Nous sommes à Wyalusing, Pennsylvanie, au coeur de l’hiver.
Dans cette petite bourgade rurale vit Danny Bedford, lourdement handicapé mentalement à la suite d’un accident dans lequel ses deux parents sont morts alors qu’il n’était encore qu’un petit garçon. Elevé par son oncle, amer et gros buveur, il va grandir seul, sans amour, victime des brimades des autres enfants et de l’ostracisme des habitants du village. Une fois adulte, pour lui rien n’a changé à Wyalusing. Toujours mis à l’écart, il demeure la cible des moqueries.

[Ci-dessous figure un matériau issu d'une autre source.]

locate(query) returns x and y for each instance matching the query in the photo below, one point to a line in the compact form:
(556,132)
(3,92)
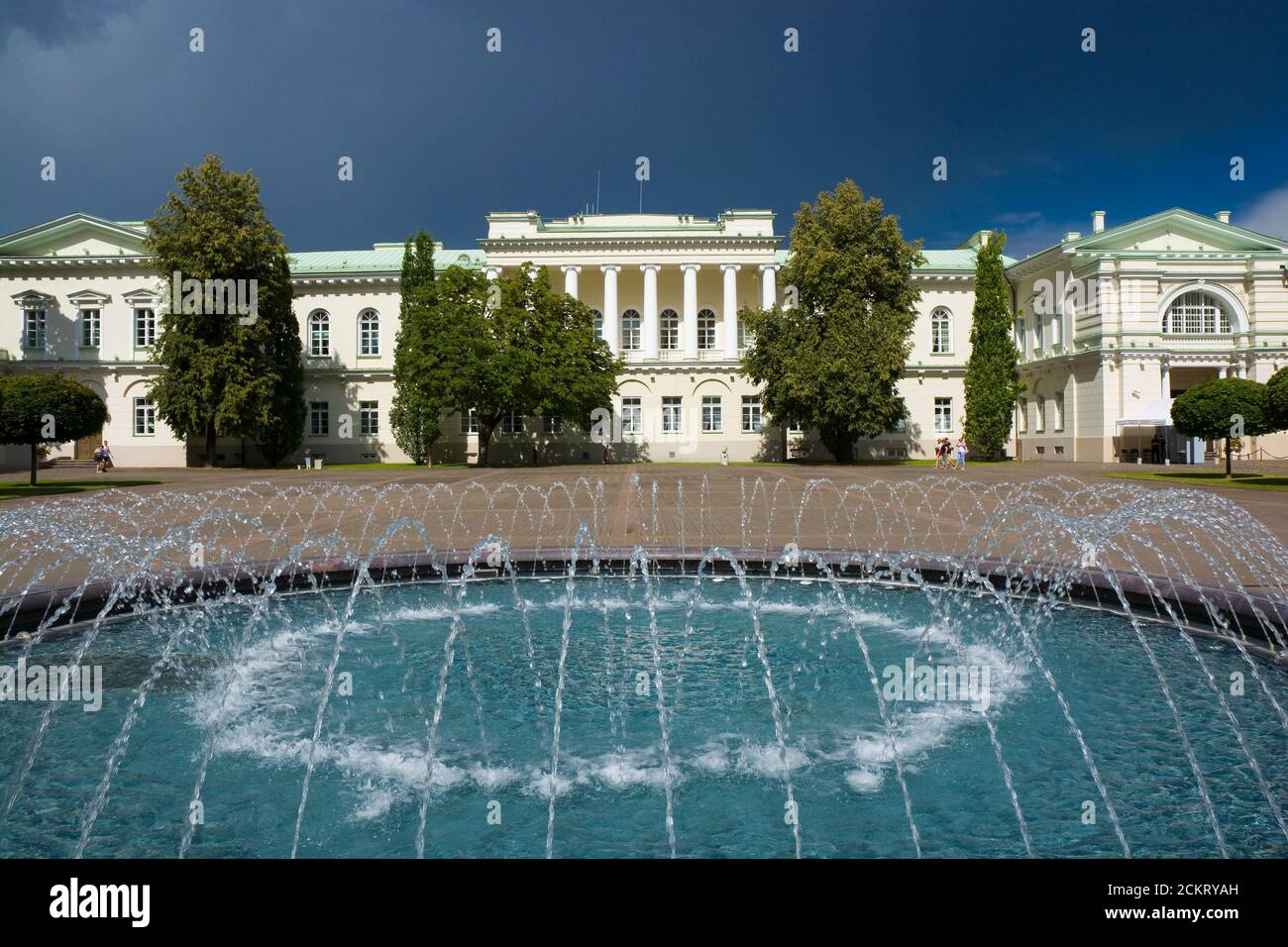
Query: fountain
(750,667)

Malgré ses facultés intellectuelles réduites, il s’occupe du Lavomatic de M et Mme Bennett qui, en compensation, lui cèdent une petite chambre au-dessus de la laverie.

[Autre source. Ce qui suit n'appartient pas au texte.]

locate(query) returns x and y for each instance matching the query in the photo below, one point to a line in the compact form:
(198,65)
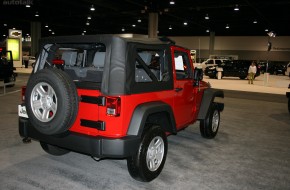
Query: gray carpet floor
(251,151)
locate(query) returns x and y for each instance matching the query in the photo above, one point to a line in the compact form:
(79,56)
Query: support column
(211,43)
(153,25)
(35,28)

Mindy, née le même jour que lui, est sa seule véritable amie.
La vie de Danny va prendre un tour tragique quand, venu apporter à Mindy son cadeau d’anniversaire, il la trouve morte, baignant dans son sang. Tout le désigne comme coupable, il est bien évidemment accusé de ce meurtre, et violemment passé à tabac par Mike Sokowski l’adjoint du shérif.
Le meurtre sauvage de Mindy va engendrer une série de meurtres dont le coupable tout désigné est Danny. Conduit au cabinet de Doc Pete pour y être soigné, il s’en échappe et devient dès lors un homme traqué.
Dans cette petite communauté rurale, peuplée de gens frustes, les esprits sont prompts à s’échauffer et ressurgissent vite les jalousies et les rancoeurs, alimentées par des années de frustrations.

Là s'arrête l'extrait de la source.